Achillion Pharmaceuticals to present clinical study data of ACH-1625 at APASL 2011

Published on December 6, 2010 at 7:56 AM · No Comments

Achillion Pharmaceuticals, Inc. (Nasdaq:ACHN) today announced that data from the Company's ongoing clinical studies of ACH-1625 has been accepted for presentation at the 21st Annual Conference of the Asian Pacific Association for the Study of the Liver (APASL 2011) to be held February 17-21, 2011 in Bangkok, Thailand.  

ACH-1625 is an inhibitor of HCV NS3 protease that was discovered and is being developed by Achillion.

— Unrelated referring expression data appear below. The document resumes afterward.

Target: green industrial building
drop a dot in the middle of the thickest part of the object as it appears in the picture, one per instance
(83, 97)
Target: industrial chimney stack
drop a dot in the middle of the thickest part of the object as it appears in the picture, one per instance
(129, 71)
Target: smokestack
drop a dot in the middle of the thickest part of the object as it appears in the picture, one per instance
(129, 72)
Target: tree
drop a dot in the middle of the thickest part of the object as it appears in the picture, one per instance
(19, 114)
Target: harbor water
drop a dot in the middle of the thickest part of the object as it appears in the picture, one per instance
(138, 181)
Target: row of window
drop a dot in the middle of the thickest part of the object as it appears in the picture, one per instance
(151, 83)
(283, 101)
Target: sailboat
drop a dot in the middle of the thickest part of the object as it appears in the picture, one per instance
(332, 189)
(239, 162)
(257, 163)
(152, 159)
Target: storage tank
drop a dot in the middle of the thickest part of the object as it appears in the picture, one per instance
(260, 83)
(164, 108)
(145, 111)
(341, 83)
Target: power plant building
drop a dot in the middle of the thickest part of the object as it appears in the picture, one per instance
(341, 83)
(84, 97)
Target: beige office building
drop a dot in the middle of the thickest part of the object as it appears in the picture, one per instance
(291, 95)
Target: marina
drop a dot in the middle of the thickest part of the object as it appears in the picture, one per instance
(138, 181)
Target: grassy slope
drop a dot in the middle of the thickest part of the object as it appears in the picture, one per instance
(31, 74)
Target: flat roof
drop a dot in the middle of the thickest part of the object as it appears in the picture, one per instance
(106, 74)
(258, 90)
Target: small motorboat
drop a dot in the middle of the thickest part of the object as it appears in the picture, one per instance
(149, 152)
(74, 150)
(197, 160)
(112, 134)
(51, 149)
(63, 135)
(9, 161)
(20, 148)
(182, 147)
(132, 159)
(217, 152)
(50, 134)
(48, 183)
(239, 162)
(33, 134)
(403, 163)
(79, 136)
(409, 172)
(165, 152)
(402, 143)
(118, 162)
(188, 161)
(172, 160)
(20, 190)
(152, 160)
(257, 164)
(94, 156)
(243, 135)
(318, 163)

The presentation, entitled "Viral Kinetics Modeling of Short-term Monotherapy Data of ACH-1625, an HCV Protease Inhibitor," will be presented by Dr. Atul Agarwal, Senior Director of Computational Chemistry of Achillion. (Abstract A-315-0024-00792.) The presentation describes a mathematical analysis of HCV RNA data collected after oral administration of ACH-1625 in HCV genotype 1 infected subjects.  This analysis shows rapid and near complete hepatitis C virus clearance following ACH-1625 administration at all dose levels tested.  In addition, mathematical modeling of HCV viral kinetics provided information that allowed for subsequent dose selection for Phase II clinical development of ACH-1625.

"These data support and further demonstrate ACH-1625's robust antiviral activity," said Dr. Agarwal. "With clinical data that demonstrated reductions in viral RNA between 3-4.25 log10, these mathematical data quantitatively show the percentage of total virus cleared after five days of ACH-1625 monotherapy.  This data also identifies specific patient population characteristics."

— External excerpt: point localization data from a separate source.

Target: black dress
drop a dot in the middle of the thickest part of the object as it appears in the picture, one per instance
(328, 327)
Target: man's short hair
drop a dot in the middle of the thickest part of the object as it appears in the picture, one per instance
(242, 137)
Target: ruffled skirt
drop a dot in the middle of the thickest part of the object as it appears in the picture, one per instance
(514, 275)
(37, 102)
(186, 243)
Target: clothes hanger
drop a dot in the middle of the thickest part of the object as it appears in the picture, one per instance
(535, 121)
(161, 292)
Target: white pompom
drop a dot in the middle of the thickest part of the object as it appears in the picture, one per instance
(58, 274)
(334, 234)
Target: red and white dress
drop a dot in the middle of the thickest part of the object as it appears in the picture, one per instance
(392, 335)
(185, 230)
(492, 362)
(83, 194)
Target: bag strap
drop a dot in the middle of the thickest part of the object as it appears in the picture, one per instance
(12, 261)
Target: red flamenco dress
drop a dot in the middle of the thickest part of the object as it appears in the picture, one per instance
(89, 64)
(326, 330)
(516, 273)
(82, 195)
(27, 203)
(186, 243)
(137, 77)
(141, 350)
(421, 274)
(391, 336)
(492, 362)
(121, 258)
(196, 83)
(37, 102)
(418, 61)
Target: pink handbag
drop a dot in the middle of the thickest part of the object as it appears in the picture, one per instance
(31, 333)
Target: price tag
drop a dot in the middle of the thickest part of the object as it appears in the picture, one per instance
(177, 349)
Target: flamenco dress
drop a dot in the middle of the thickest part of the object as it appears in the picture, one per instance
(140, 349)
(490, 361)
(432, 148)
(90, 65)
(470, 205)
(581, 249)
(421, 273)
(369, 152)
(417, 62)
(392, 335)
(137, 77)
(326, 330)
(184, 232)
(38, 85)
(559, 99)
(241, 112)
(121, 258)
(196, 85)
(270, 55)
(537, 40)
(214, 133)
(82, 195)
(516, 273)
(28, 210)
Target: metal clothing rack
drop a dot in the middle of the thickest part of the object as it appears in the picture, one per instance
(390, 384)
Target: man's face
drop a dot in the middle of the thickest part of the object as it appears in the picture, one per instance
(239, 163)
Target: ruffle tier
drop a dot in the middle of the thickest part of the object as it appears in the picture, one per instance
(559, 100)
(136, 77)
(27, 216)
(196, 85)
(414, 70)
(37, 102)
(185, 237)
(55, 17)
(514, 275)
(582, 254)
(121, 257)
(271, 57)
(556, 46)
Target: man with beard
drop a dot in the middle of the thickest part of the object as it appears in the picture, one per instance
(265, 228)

"We are pleased to continue to put forward a large body of scientific and clinical data on ACH-1625," commented Michael D. Kishbauch, Chief Executive Officer of Achillion. "We look forward to completing the current Phase II clinical trial of ACH-1625 to further support its profile as a potential best-in-class protease inhibitor for the treatment of HCV."

SOURCE Achillion Pharmaceuticals, Inc.